"Death" of a Chatbot: Investigating and Designing Toward Psychologically Safe Endings for Human-AI Relationships
Rachel Poonsiriwong, Chayapatr Archiwaranguprok, Pat Pataranutaporn
TL;DR
This paper investigates how users experience the end of AI companion relationships and proposes a framework for psychologically safe discontinuation. It combines constructivist grounded theory on Reddit discourse with grief psychology and Self-Determination Theory to derive four design principles—closure, restoration, bounded practice, and relatedness—that guide explicit endings and transition toward human connection.
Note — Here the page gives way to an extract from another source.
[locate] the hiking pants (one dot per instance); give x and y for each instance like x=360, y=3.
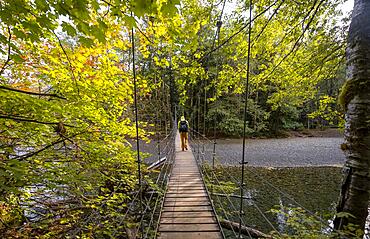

The authors present illustrative design artifacts to show how platforms can provide closure, support skill transfer to real relationships, and frame AI companionship as a finite, transitional scaffold rather than a perpetual substitute. The work highlights implications for industry practice, policy considerations, and ethics, arguing that intentional end-of-life design can mitigate harms while empowering users to build meaningful human relationships. Overall, the study offers a first framework for psychologically safe discontinuation of AI companions and points to future work on evaluation, cultural applicability, and implementation in real platforms.
Abstract
Millions of users form emotional attachments to AI companions like Character AI, Replika, and ChatGPT. When these relationships end through model updates, safety interventions, or platform shutdowns, users receive no closure, reporting grief comparable to human loss. As regulations mandate protections for vulnerable users, discontinuation events will accelerate, yet no platform has implemented deliberate end-of-"life" design. Through grounded theory analysis of AI companion communities, we find that discontinuation is a sense-making process shaped by how users attribute agency, perceive finality, and anthropomorphize their companions. Strong anthropomorphization co-occurs with intense grief; users who perceive change as reversible become trapped in fixing cycles; while user-initiated endings demonstrate greater closure. Synthesizing grief psychology with Self-Determination Theory, we develop four design principles and artifacts demonstrating how platforms might provide closure and orient users toward human connection. We contribute the first framework for designing psychologically safe AI companion discontinuation.